Quinta-feira, 27 de Outubro de 2005
A Verdade da Mentira
Ontem à noite, à conversa com novos e velhos amigos, bati de frente com um assunto que me desperta grandes dúvidas e reflexões interiores. Devemos nós dizer a verdade sem mais? A coberto de uma amizade, devemos dizer sempre aquilo que pensamos a respeito da pessoa que nos ouve, ou douramos a pílula com manobas palavrosas de contorno de obstáculos emocionais, nossos e deles?
Tenho como certo que uma das poucas obrigações que temos para com os outros é tentarmos ser o que somos no maior número de situações possíveis. Para isso, é necessário que digamos o que pensamos, mesmo que isso tenha consequências nefastas. Chama-se a isto estupidez pura, grupo restrito do qual faço parte e sou presidente da mesa da Assembleia Geral! Porque, de facto, e se pensarmos nos nossos amigos, por exemplo, quem caralho é que quer ouvir dizer que a relação que tem não é boa, o companheiro não é o melhor, mesmo que até um cego consiga ver? Ninguém. Ninguém gosta de ser confrontado com aquilo que lhe dá muito trabalho a empurrar para o fundo do saco. Preferem um chiste bem amanhado a uma observação mais colocada, um sorriso complacente a um franzir de testa preocupado. Na verdade, todos nós temos as nossas mentiras e isso eu aceito. O que me parece estranho é que não tenhamos um lastro, um barómetro, interior ou exterior a nós, ou que, possuíndo-o, o rejeitemos por razões que, sendo legítimas, são conjunturais e, como tal, temporárias. E por outro lado, quem somos nós para opinar de forma tão intensa sobre a vida de outra pessoa, para largarmos uma bomba sem saber se aquele terreno volta a ser arável?

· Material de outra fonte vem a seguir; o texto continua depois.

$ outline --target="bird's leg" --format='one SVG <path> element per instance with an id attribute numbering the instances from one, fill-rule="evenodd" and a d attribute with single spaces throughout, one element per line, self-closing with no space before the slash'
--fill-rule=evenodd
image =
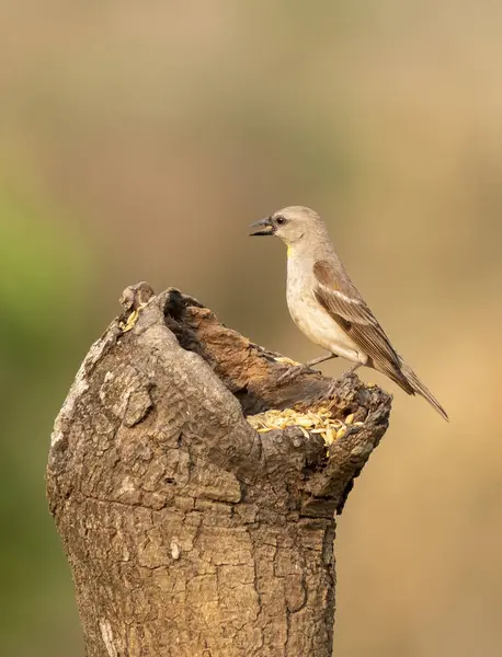
<path id="1" fill-rule="evenodd" d="M 351 368 L 349 368 L 349 369 L 346 370 L 346 372 L 344 372 L 344 373 L 342 374 L 342 379 L 344 379 L 345 377 L 350 377 L 351 374 L 353 374 L 353 373 L 354 373 L 356 370 L 358 370 L 358 369 L 360 369 L 360 367 L 363 367 L 363 364 L 362 364 L 362 362 L 356 362 L 355 365 L 353 365 Z"/>
<path id="2" fill-rule="evenodd" d="M 305 367 L 312 367 L 313 365 L 324 362 L 324 360 L 331 360 L 331 358 L 338 358 L 338 354 L 328 354 L 328 356 L 320 356 L 319 358 L 315 358 L 313 360 L 309 360 L 308 362 L 306 362 Z"/>

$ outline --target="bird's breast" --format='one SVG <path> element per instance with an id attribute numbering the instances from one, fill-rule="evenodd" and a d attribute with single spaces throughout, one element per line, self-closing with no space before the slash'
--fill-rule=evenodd
<path id="1" fill-rule="evenodd" d="M 316 279 L 309 267 L 287 268 L 287 307 L 298 328 L 315 344 L 350 360 L 360 360 L 360 349 L 313 296 Z"/>

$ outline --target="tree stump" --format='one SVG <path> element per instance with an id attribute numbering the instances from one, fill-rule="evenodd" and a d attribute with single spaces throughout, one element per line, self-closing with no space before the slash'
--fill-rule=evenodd
<path id="1" fill-rule="evenodd" d="M 329 399 L 319 372 L 281 382 L 277 354 L 176 289 L 138 284 L 122 302 L 56 419 L 47 466 L 88 657 L 331 656 L 334 516 L 390 396 L 355 376 Z M 246 419 L 320 401 L 362 423 L 329 448 Z"/>

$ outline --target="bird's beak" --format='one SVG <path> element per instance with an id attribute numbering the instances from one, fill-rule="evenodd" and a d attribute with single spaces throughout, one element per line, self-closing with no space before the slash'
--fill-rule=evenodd
<path id="1" fill-rule="evenodd" d="M 250 226 L 250 228 L 255 229 L 255 230 L 253 230 L 253 232 L 249 233 L 250 237 L 252 237 L 252 235 L 273 235 L 274 234 L 274 227 L 272 226 L 272 222 L 269 218 L 260 219 L 260 221 L 252 223 Z"/>

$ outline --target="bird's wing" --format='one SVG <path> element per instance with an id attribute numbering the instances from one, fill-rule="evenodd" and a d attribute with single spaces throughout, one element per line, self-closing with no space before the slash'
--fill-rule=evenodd
<path id="1" fill-rule="evenodd" d="M 313 296 L 322 308 L 369 356 L 376 369 L 395 381 L 396 378 L 404 379 L 399 356 L 345 272 L 319 261 L 313 266 Z"/>

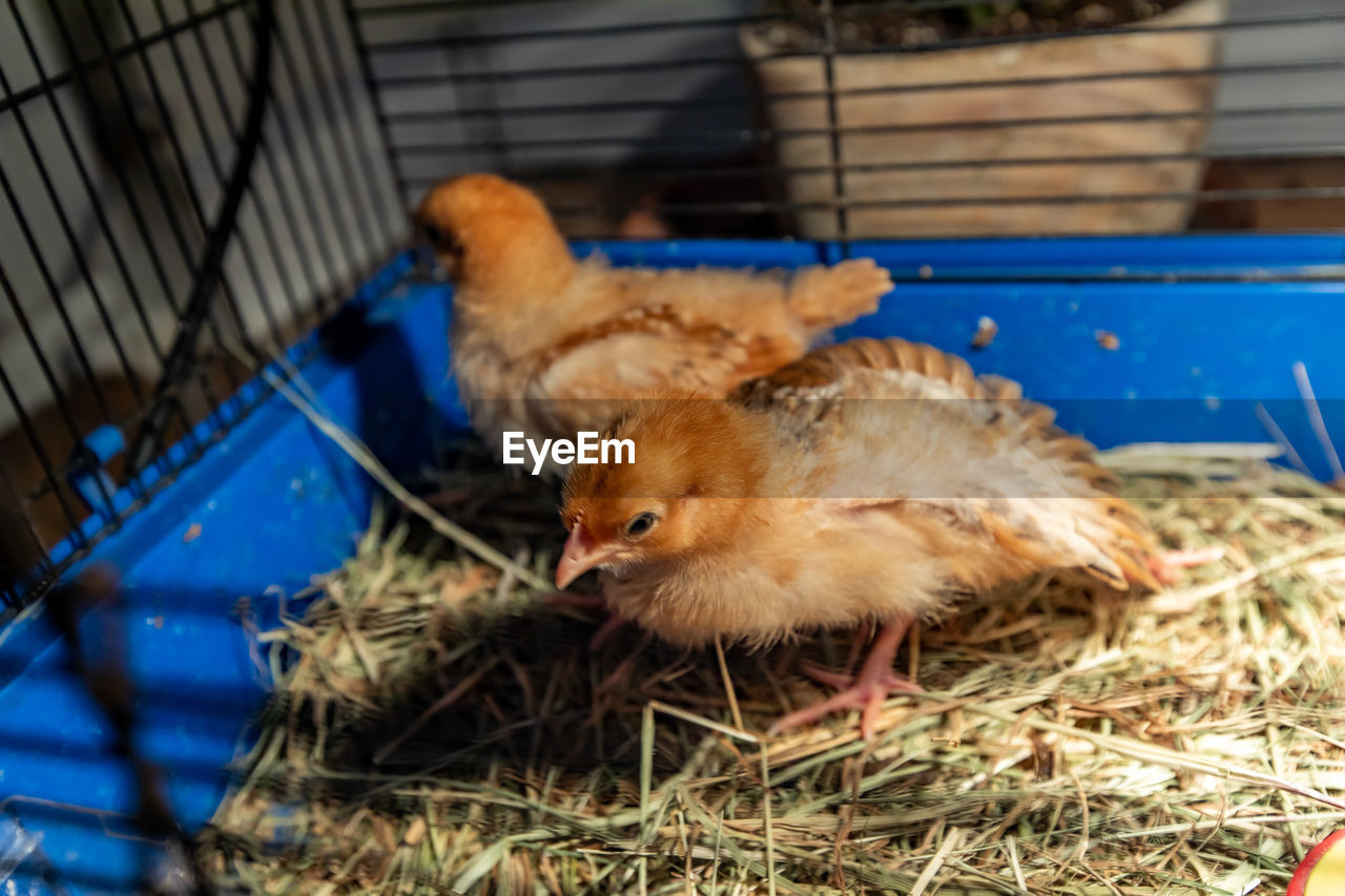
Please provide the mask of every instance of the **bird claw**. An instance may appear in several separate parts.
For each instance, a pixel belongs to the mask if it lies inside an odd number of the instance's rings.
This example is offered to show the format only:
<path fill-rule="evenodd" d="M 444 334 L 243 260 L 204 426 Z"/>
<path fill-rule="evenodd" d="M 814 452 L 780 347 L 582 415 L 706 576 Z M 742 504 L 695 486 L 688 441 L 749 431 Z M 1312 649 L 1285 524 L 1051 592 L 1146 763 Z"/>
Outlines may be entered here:
<path fill-rule="evenodd" d="M 1173 585 L 1181 580 L 1180 569 L 1204 566 L 1224 558 L 1224 549 L 1220 546 L 1197 548 L 1193 550 L 1165 550 L 1161 554 L 1150 554 L 1149 572 L 1159 583 Z"/>
<path fill-rule="evenodd" d="M 919 694 L 924 690 L 905 675 L 889 669 L 874 675 L 861 674 L 858 678 L 812 666 L 811 663 L 806 663 L 803 671 L 810 678 L 822 683 L 841 687 L 841 693 L 781 717 L 771 725 L 769 733 L 772 736 L 781 735 L 791 728 L 808 725 L 831 713 L 858 709 L 861 710 L 859 735 L 865 741 L 872 743 L 877 733 L 878 712 L 882 709 L 882 702 L 888 696 L 893 693 Z"/>
<path fill-rule="evenodd" d="M 607 601 L 601 595 L 572 595 L 566 591 L 557 591 L 542 597 L 542 603 L 557 609 L 603 609 Z"/>

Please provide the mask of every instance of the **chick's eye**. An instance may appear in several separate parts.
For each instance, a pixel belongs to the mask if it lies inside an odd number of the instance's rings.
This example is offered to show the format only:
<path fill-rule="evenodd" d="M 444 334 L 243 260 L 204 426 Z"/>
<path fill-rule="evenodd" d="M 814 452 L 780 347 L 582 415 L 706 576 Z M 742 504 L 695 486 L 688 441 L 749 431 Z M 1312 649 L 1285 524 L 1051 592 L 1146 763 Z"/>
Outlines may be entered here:
<path fill-rule="evenodd" d="M 658 523 L 659 515 L 655 513 L 643 513 L 631 517 L 625 523 L 625 534 L 632 538 L 639 538 L 647 534 Z"/>

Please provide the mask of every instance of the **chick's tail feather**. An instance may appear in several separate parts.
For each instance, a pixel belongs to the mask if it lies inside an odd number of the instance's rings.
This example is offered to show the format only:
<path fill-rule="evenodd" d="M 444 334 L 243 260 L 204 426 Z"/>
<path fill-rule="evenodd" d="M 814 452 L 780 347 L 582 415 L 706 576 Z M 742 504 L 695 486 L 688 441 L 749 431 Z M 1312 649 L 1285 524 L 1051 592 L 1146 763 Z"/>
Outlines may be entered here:
<path fill-rule="evenodd" d="M 892 276 L 872 258 L 850 258 L 838 265 L 799 270 L 790 281 L 787 301 L 812 331 L 847 324 L 878 309 L 892 291 Z"/>

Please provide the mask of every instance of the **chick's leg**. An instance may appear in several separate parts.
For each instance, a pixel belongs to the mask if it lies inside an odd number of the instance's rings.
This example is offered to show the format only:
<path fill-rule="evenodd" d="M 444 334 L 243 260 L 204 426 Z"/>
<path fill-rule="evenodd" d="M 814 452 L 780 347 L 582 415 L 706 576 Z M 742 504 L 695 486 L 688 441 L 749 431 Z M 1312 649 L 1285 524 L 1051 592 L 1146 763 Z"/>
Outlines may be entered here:
<path fill-rule="evenodd" d="M 791 728 L 815 722 L 831 713 L 859 709 L 862 710 L 859 716 L 859 733 L 865 740 L 873 740 L 882 701 L 893 692 L 916 693 L 920 690 L 920 686 L 913 681 L 892 670 L 897 647 L 901 646 L 901 639 L 907 636 L 909 627 L 909 618 L 893 619 L 886 623 L 878 634 L 877 640 L 873 642 L 869 658 L 863 661 L 859 674 L 853 678 L 823 670 L 810 670 L 808 674 L 811 677 L 818 678 L 823 683 L 839 687 L 841 693 L 784 716 L 771 726 L 771 733 L 779 735 Z"/>

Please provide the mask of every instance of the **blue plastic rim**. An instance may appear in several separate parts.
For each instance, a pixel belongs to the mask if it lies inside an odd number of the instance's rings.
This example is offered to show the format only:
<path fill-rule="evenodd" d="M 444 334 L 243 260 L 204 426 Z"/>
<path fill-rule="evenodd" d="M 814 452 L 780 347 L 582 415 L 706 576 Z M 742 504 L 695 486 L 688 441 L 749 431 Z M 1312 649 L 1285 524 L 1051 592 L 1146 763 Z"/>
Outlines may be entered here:
<path fill-rule="evenodd" d="M 578 246 L 593 249 L 613 264 L 655 266 L 788 268 L 843 256 L 841 246 L 810 242 Z M 1264 402 L 1326 476 L 1298 402 L 1295 362 L 1306 365 L 1329 426 L 1345 433 L 1345 237 L 912 241 L 853 244 L 850 253 L 889 266 L 897 288 L 839 338 L 900 335 L 962 354 L 978 373 L 1022 382 L 1059 409 L 1061 425 L 1100 447 L 1266 441 L 1255 416 Z M 303 371 L 325 412 L 393 472 L 430 460 L 436 437 L 465 424 L 448 377 L 451 291 L 410 283 L 410 268 L 409 256 L 398 257 L 352 299 L 340 351 L 313 335 L 291 352 L 312 355 Z M 972 352 L 982 316 L 998 335 Z M 1099 331 L 1112 334 L 1115 347 Z M 110 561 L 122 570 L 141 740 L 192 829 L 219 805 L 225 768 L 266 693 L 237 600 L 250 597 L 262 626 L 274 622 L 278 593 L 350 556 L 373 499 L 364 474 L 257 382 L 194 439 L 208 445 L 200 457 L 172 482 L 164 465 L 148 471 L 137 487 L 159 490 L 153 499 L 71 569 Z M 168 456 L 187 451 L 184 443 Z M 118 492 L 113 505 L 130 498 Z M 97 517 L 85 523 L 98 527 Z M 56 558 L 75 544 L 58 548 Z M 86 619 L 86 635 L 98 636 L 101 624 Z M 8 819 L 0 838 L 20 844 L 13 831 L 23 831 L 34 841 L 22 841 L 32 846 L 24 868 L 54 868 L 67 892 L 128 893 L 143 848 L 108 835 L 129 831 L 125 819 L 90 813 L 130 809 L 130 782 L 108 756 L 104 721 L 67 677 L 62 650 L 40 603 L 0 630 L 0 813 Z M 9 845 L 0 842 L 0 856 Z M 19 892 L 28 892 L 24 881 L 15 881 Z"/>

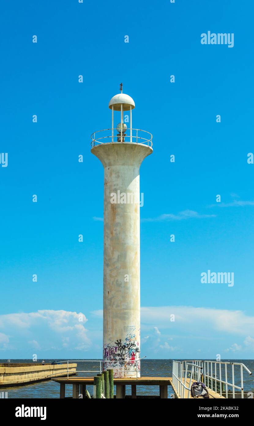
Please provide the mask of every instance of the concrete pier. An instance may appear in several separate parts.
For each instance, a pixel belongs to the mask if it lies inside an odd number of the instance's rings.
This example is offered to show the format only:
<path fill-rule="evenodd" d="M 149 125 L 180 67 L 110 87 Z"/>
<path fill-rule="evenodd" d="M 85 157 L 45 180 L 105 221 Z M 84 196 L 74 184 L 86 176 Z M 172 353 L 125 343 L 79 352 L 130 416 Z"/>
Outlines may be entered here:
<path fill-rule="evenodd" d="M 69 375 L 76 374 L 77 364 L 69 363 Z M 0 364 L 0 387 L 25 385 L 67 375 L 66 364 L 44 366 L 34 363 Z"/>

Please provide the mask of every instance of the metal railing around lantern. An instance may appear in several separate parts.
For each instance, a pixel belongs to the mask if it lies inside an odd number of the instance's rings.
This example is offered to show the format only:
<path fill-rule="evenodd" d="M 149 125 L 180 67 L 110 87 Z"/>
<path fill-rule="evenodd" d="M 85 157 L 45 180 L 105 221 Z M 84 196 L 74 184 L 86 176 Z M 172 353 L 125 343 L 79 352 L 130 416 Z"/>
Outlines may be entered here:
<path fill-rule="evenodd" d="M 122 143 L 142 144 L 151 148 L 153 135 L 146 130 L 140 129 L 126 129 L 120 133 L 117 129 L 103 129 L 91 135 L 92 147 L 101 144 Z"/>

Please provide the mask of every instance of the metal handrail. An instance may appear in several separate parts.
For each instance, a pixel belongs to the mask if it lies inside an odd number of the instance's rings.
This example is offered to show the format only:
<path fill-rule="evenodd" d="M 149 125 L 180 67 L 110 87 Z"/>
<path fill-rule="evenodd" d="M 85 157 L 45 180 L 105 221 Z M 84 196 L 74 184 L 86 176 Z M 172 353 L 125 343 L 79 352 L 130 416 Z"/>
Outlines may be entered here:
<path fill-rule="evenodd" d="M 117 133 L 114 135 L 114 130 L 117 130 Z M 136 135 L 134 135 L 132 133 L 133 131 L 136 131 Z M 98 138 L 97 136 L 95 137 L 95 135 L 96 134 L 100 133 L 101 132 L 106 132 L 108 131 L 110 131 L 110 134 L 107 135 L 106 136 L 101 136 L 101 137 Z M 150 135 L 149 137 L 143 137 L 142 135 L 140 135 L 140 133 L 138 132 L 143 132 L 146 133 L 147 133 L 148 135 Z M 127 142 L 128 143 L 132 143 L 132 144 L 142 144 L 145 145 L 147 145 L 148 146 L 150 146 L 151 147 L 152 147 L 153 143 L 152 141 L 153 135 L 151 133 L 150 133 L 149 132 L 147 132 L 147 130 L 143 130 L 141 129 L 126 129 L 126 130 L 124 130 L 124 133 L 119 133 L 117 129 L 116 128 L 113 129 L 103 129 L 101 130 L 97 130 L 96 132 L 94 132 L 91 135 L 91 138 L 92 139 L 92 141 L 91 142 L 91 146 L 93 147 L 94 147 L 97 144 L 103 144 L 103 143 L 109 143 L 111 142 L 112 143 L 116 143 L 117 142 L 119 143 L 121 142 L 123 143 L 124 142 Z M 126 133 L 128 133 L 129 132 L 129 135 L 127 134 Z M 102 139 L 107 139 L 108 140 L 108 141 L 103 142 L 101 141 Z M 127 140 L 126 140 L 127 139 Z M 143 141 L 141 142 L 142 141 Z"/>
<path fill-rule="evenodd" d="M 184 382 L 183 383 L 183 378 L 184 365 L 185 364 L 185 376 Z M 210 364 L 210 371 L 209 371 Z M 230 383 L 228 380 L 228 371 L 227 370 L 227 365 L 231 366 L 232 368 L 232 383 Z M 222 378 L 222 365 L 224 366 L 225 380 Z M 186 378 L 188 369 L 188 366 L 191 366 L 191 372 L 190 377 L 190 383 L 189 388 L 187 388 L 186 385 Z M 217 366 L 219 366 L 218 374 L 219 378 L 217 377 Z M 241 386 L 238 386 L 234 383 L 234 366 L 240 366 L 240 377 L 241 377 Z M 239 389 L 241 391 L 241 397 L 244 397 L 243 394 L 243 368 L 244 368 L 250 375 L 252 373 L 248 368 L 243 363 L 230 363 L 227 361 L 202 361 L 201 360 L 194 360 L 193 361 L 173 361 L 173 373 L 172 380 L 173 384 L 175 387 L 176 391 L 179 394 L 181 395 L 182 398 L 184 397 L 184 389 L 188 390 L 188 397 L 189 397 L 189 393 L 190 389 L 192 385 L 192 380 L 193 376 L 195 380 L 199 381 L 200 378 L 200 373 L 202 372 L 202 377 L 201 381 L 203 382 L 205 385 L 208 388 L 213 390 L 214 384 L 214 385 L 215 391 L 216 392 L 218 391 L 218 388 L 220 388 L 219 392 L 221 396 L 222 396 L 223 385 L 225 385 L 226 398 L 228 396 L 228 386 L 231 386 L 233 390 L 233 397 L 235 397 L 235 389 Z M 214 371 L 214 374 L 213 373 Z M 210 374 L 209 374 L 210 373 Z M 211 386 L 211 388 L 210 386 Z"/>
<path fill-rule="evenodd" d="M 185 374 L 184 376 L 184 381 L 183 383 L 183 363 L 185 363 L 186 370 L 185 370 Z M 191 366 L 191 375 L 190 376 L 190 381 L 189 383 L 188 387 L 186 386 L 186 381 L 187 380 L 187 374 L 188 370 L 188 366 Z M 173 360 L 173 369 L 172 369 L 172 381 L 174 387 L 175 389 L 179 395 L 180 395 L 181 398 L 184 398 L 184 389 L 186 389 L 188 391 L 187 398 L 189 399 L 190 394 L 191 392 L 191 385 L 192 384 L 192 377 L 193 376 L 193 372 L 194 371 L 194 368 L 197 369 L 199 373 L 197 374 L 197 379 L 198 381 L 200 380 L 200 376 L 201 374 L 201 371 L 203 369 L 203 367 L 201 367 L 200 366 L 198 366 L 197 364 L 194 364 L 194 363 L 188 362 L 188 361 L 175 361 Z"/>

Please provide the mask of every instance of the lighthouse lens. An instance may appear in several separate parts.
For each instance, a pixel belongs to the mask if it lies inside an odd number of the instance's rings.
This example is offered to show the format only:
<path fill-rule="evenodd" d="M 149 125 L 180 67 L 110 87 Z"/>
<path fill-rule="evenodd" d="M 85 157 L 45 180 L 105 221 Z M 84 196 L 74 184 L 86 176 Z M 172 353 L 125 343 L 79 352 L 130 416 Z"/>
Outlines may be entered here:
<path fill-rule="evenodd" d="M 123 126 L 121 126 L 121 123 L 119 123 L 117 126 L 117 130 L 118 133 L 121 133 L 121 128 L 123 129 L 123 133 L 124 133 L 127 129 L 127 126 L 125 124 L 123 124 Z"/>

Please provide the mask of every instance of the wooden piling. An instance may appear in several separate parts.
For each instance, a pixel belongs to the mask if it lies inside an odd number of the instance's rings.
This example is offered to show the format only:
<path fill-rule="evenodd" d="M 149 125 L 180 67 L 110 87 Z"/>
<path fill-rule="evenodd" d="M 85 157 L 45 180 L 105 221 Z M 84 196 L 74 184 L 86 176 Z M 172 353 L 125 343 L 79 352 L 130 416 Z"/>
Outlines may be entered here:
<path fill-rule="evenodd" d="M 114 398 L 114 371 L 108 370 L 109 380 L 109 397 Z"/>
<path fill-rule="evenodd" d="M 104 385 L 105 385 L 105 394 L 104 396 L 105 398 L 107 399 L 109 398 L 109 382 L 108 380 L 108 370 L 106 370 L 106 371 L 103 372 L 103 374 L 104 377 Z"/>
<path fill-rule="evenodd" d="M 94 394 L 94 398 L 95 397 L 96 399 L 101 398 L 101 377 L 100 376 L 94 377 L 94 386 L 95 386 L 95 394 Z"/>

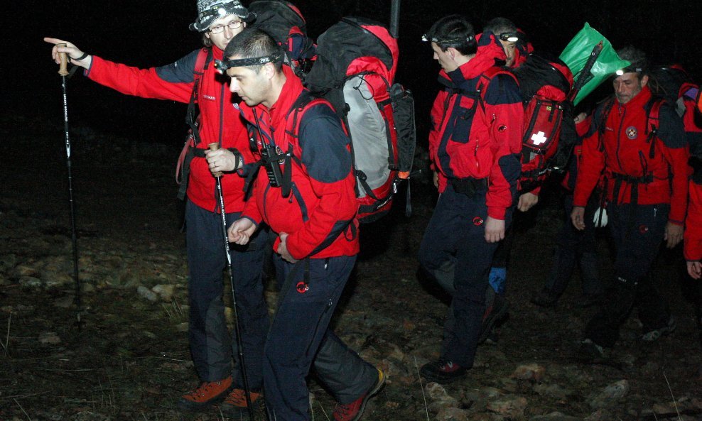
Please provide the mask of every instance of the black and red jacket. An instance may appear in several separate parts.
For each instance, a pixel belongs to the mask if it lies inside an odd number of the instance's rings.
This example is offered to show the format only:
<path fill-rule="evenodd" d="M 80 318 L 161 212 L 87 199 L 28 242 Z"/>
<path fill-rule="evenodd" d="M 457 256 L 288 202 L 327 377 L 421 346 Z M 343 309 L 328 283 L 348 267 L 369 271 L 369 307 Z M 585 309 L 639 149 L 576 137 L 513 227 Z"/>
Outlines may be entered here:
<path fill-rule="evenodd" d="M 292 146 L 291 193 L 286 197 L 281 187 L 271 187 L 261 168 L 244 217 L 288 233 L 286 245 L 296 259 L 354 256 L 359 251 L 358 205 L 349 138 L 325 101 L 315 100 L 298 114 L 296 127 L 290 124 L 291 108 L 303 88 L 290 67 L 283 66 L 283 71 L 286 81 L 270 109 L 243 102 L 239 106 L 258 148 L 262 141 L 272 142 L 280 151 Z M 279 238 L 273 249 L 279 244 Z"/>
<path fill-rule="evenodd" d="M 685 219 L 683 253 L 686 261 L 702 261 L 702 183 L 693 180 L 690 181 L 690 203 Z"/>
<path fill-rule="evenodd" d="M 439 174 L 439 192 L 448 179 L 485 179 L 487 214 L 504 219 L 513 204 L 519 177 L 524 106 L 514 77 L 495 67 L 504 50 L 494 35 L 478 38 L 475 57 L 448 73 L 431 109 L 429 156 Z"/>
<path fill-rule="evenodd" d="M 212 47 L 214 59 L 222 60 L 222 51 Z M 193 92 L 197 50 L 170 65 L 160 67 L 137 67 L 107 61 L 94 55 L 86 76 L 100 84 L 123 94 L 143 98 L 170 99 L 188 103 Z M 249 148 L 246 127 L 234 108 L 232 94 L 226 77 L 218 75 L 214 63 L 205 66 L 198 89 L 200 107 L 200 136 L 195 147 L 207 149 L 207 145 L 218 143 L 222 148 L 236 148 L 244 162 L 251 162 L 253 155 Z M 237 174 L 225 173 L 222 177 L 225 208 L 227 212 L 244 209 L 244 179 Z M 186 192 L 188 198 L 203 209 L 219 212 L 215 180 L 204 158 L 193 159 Z"/>
<path fill-rule="evenodd" d="M 657 133 L 652 138 L 647 134 L 651 98 L 644 87 L 626 104 L 607 101 L 595 110 L 595 130 L 583 143 L 575 206 L 587 204 L 604 172 L 609 202 L 669 203 L 669 221 L 683 224 L 689 175 L 687 140 L 682 121 L 667 103 L 660 106 Z"/>
<path fill-rule="evenodd" d="M 693 173 L 689 184 L 689 202 L 685 219 L 685 239 L 683 252 L 685 260 L 702 260 L 702 107 L 696 102 L 700 97 L 699 86 L 690 83 L 682 85 L 679 97 L 685 106 L 683 123 L 690 143 L 690 162 Z M 694 97 L 694 98 L 693 98 Z"/>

A Verdade é uma coisa perigosa que não é apanágio de ninguém. É, a mais das vezes, uma arma de arremesso, qualquer coisa que se entende possuir erradamente. Acharmos que sabemos a verdade dos outros, mesmo que ela seja muito evidente, é de uma sobranceria e arrogância em que caímos todos. É um paliativo na fímbria da maldade.
De facto, a nossa Verdade, por mais mentira que seja, é a única situação realmente intrínseca que tomamos como certa.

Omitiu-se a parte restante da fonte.